High Street: Left High and Dry

Problems getting credit have stalled or dashed hopes for many Houston developments, leaving vacant sites, ratty construction fences, and more than a few misleading “coming soon” signs touting unachievable goals. Off Westheimer just west of Mid Lane, though, we’ll have a much bigger and longer-lasting reminder of changed fortunes to look at, for a good long while: The steel frame of the first building in Trademark Property’s High Street project.

Work has stopped.

What happened?


Nancy Sarnoff tries to explain:

Trademark locked in financing for its $105 million development earlier this year and started building the first of multiple mixed-use buildings planned for the 7-acre site.

The property, on the north side of Westheimer between the West Loop and Highland Village, formerly housed the Central Ford dealership.

Still, Tommy Miller of Trademark said there could be a silver lining to postponing the project. Building costs are falling as fewer projects are being developed.

“Hopefully this delay is going to result in lower construction costs overall,” Miller said.

When it’s complete, High Street will include 100,000 square feet of retail space, 80,000 square feet of office space and 233 residences, according to the developer.

Miller wouldn’t say how much space had been leased, but that the company wants to secure more tenants before restarting the project.

Photos: Swamplot inbox

4 Comment

  • That’s one big pigeon loft.

  • There are problems with Boulevard Place as well.
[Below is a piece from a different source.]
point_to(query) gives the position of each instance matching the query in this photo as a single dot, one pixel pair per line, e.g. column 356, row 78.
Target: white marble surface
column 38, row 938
I think project will be halted there soon as well.

  • I think that in hindsight, Trademark will appear to be the smart one in the bunch by taking the hit to stop construction now, rather than opening into a bleak market. They have to be out quite a bit of $$$ to stop at this point (not to mention carry costs), but most of these mixed use projects are facing similar issues at the moment.
    I don’t buy his reasoning about cheaper construction costs down the road. Granted we are currently in a deflationary environment, but with the FED printing money like mad, inflation awaits. My experience with these kinds of situations is that prices NEVER seem to go down, as many of the subs will want to rebid to cover their previous screw-ups in bidding.

    I’ve heard the same thing about Wulfe’s Boulevard Place project (having issues with tenants that can’t get financing). Midway continues to sing sunny days about their Town & Country redevelopment but it will be interesting to see if they can close their pre-lease commitments as the space comes online next year.

  • I drove by this Christmas Eve and saw workers there. I remember thinking that those guys must be glad to still have their construction jobs. Sad to see all these construction workers out of work.